HISTORY HANDBOOK

Asking Historical Questions

Properly engaging with history is an interactive process. You are not simply to memorize dates, names, and events (though that can be a very important part of the process), you are to ask historical questions. This is not the same as raising your hand to ask a yes or no question in class.

How to Ask Historical Questions: The Short Version

Don't ask what happened. Ask why it happened. Ask why that's the reason that it happened. Then ask "why?" a couple more times. Think in terms of social, economic, political, and environmental dimensions. Find the answer, and then find out why the answer is the answer. Keep going.

How to Ask Historical Questions: The Long Version

There are a myriad of systems of thought on historical thinking. The American Historical Association developed the five C's, the College Board (responsible for all of those AP classes that some of you are taking) developed their set of five themes for World History. Let's compare them below.
 

American Historical Association's Five "C's"1 AP World History Reasoning Skills2
  • Change Over Time
  • Causality
  • Context
  • Complexity
  • Contingency
  • Contextualization
  • Comparison
  • Causation
  • Continuity & Change Over Time

 

These are remarkably similar (contingency is the only real difference, which we will discuss later). 

Change

History is not static. It seems so because you can flip to a page in a history textbook and it always has the same words on it. However, you would not look at today and yesterday and say that everything is the same without a lot of willful ignorance about what's going on in the world. What makes history interesting and relevant is the study of what changes over time, and why we think that change occurred. 

Causation

Every effect is preceded by a cause. Nothing simply happens. Whether or not we understand the cause is the question.

Determining the causes of historical events and patterns requires rigor and research. Consulting sources, both primary and secondary where available, creates a foundation upon which we can build understanding.
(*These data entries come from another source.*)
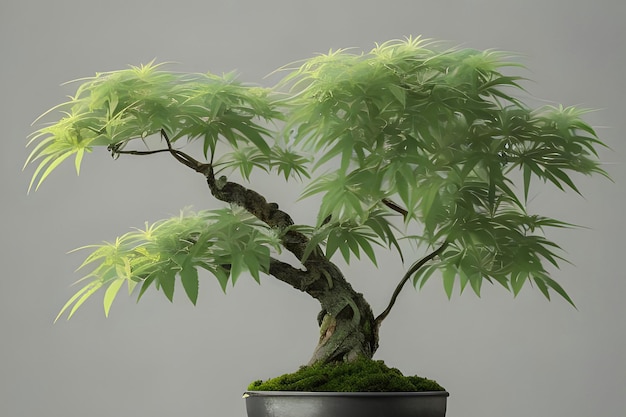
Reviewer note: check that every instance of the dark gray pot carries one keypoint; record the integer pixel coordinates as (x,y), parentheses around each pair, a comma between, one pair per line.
(345,404)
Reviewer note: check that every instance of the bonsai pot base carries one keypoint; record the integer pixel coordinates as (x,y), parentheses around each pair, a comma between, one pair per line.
(345,404)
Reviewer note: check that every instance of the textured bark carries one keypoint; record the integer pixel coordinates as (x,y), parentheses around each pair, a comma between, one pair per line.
(347,324)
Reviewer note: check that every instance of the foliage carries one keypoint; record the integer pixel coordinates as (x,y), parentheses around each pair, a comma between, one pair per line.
(363,375)
(436,135)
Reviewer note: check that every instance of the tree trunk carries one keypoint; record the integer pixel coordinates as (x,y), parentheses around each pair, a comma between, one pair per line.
(347,325)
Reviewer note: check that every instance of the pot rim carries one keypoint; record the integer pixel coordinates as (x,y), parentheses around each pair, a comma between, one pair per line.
(345,394)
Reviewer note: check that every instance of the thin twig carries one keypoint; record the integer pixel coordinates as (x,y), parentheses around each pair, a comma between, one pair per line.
(412,270)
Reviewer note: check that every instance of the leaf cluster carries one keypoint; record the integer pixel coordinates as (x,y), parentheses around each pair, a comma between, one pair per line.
(224,242)
(436,135)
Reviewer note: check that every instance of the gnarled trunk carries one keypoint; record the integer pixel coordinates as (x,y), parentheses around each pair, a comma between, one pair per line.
(347,325)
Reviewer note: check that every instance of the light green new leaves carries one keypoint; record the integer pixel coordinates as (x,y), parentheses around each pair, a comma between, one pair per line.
(115,108)
(223,242)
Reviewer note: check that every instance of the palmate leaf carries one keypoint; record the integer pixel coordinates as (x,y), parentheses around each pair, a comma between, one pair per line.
(173,248)
(438,132)
(118,107)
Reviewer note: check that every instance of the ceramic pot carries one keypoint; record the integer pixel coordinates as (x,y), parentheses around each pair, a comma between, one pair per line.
(345,404)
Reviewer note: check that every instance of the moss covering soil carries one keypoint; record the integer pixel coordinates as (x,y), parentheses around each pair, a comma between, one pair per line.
(362,375)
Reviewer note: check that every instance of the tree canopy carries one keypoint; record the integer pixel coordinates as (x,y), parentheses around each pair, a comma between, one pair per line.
(435,137)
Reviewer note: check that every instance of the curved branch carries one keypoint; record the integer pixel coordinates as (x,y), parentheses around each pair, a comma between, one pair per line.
(412,270)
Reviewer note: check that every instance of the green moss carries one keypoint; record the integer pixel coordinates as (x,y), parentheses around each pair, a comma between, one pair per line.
(363,375)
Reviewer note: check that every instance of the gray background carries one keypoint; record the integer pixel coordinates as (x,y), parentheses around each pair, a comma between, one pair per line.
(498,356)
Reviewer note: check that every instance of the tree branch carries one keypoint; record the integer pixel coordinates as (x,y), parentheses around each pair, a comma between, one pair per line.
(412,270)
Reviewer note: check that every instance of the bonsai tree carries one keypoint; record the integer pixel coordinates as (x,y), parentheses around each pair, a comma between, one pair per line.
(408,142)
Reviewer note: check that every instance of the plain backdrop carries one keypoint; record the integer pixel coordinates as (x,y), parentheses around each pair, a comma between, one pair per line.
(497,355)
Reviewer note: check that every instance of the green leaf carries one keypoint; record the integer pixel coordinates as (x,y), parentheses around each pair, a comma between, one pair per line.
(110,294)
(449,276)
(189,279)
(166,282)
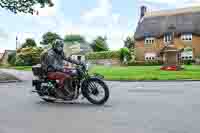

We must not simply take sources or events at their face value. Everything has a simple explanation, but it is rarely enough to fully understand.

Complexity

History is a collaborative and creative process. We understand history not simply as facts, but as arguments about what events mean. Not only that, every event has as many perspectives as there were people involved. Respecting that complexity is a core component of historical research and responsibility.

Context

People and events are, to a degree, products of their environments and their contexts. When asking a historical question, it is imperative to consider the surrounding conditions. When asking why a historical thinker wrote what he or she did, to actually understand you must look into their society, their personal lives, their economic status, and the types of thinking running alongside theirs. Nothing happens in a vacuum.

Contingency

This concept simply states that everything happens in a deeply interconnected world. To quote the AHA in Perspectives magazine:

[Contingency] offers a powerful corrective to teleology, the fallacy that events pursue a straight-arrow course to a pre-determined outcome, since people in the past had no way of anticipating our present world.3

This is where the "what if's" come into play as well; what if Hitler had been admitted to the College of Fine Arts in Vienna? What would have happened to Tesla if Edison had died early on? These touch on contingency, or the understanding that causes and effects are not simple straight lines. They are messy and they overlap.

Forming a Question

Actually forming your question is the hard part. Here is a good template:

"Why did such-and-such undergo change at a certain time, and what determined the kind/rate/direction of change?"4

Look into every factor you can think of, and through those, find more to address. If you find a short, quick, clear answer somewhere, the odds are it's not respective enough of the Five C's to be usable. 

Your question needs to be:

  1. Researchable. There needs to be a reasonable amount of data and sources available to you to fully and responsibly research the subject at hand.
  2. Specific. Many students errantly believe that a broader question gives them more to write about and will help them reach their word count. Wrong. A vague question will actually give you no direction and you will be prone to very basic, non-rigorous research and thesis statements. The more specific a subject is, the more in-depth you can go, and the more you have to write. Do not ask what caused World War II; instead, ask what factors led to the rise of Germany as a post-WWI power and why its leadership was able to act seemingly unchallenged by other European powers until it was too late.
  3. Flexible. You will find through researching that sometimes, your question either needs to be reframed or wholly adjusted to fit the realities of the available evidence. If that's the case, don't refuse to adapt it because you're unwilling to rewrite the intro you already completed. A better paper or project is definitely worth redoing the introduction.

What to do if you don't know what to ask

Start reading.

If you're not sure what you want to ask about the subject that your assignment concerns, it's time to start reading until something piques your interest. Find those primary sources, read through a few historical websites, find a scholarly article or two. Especially in searching through scholarly articles, you might find areas of research that you didn't know existed. Perhaps you don't much care for the military aspect of the Civil War, but the ways that the press covered the conflict in the North and South fascinates you. (Maybe you're a journalist at heart. Look into that.)

Get interested. Then ask about what you're interested in. Then get on to researching.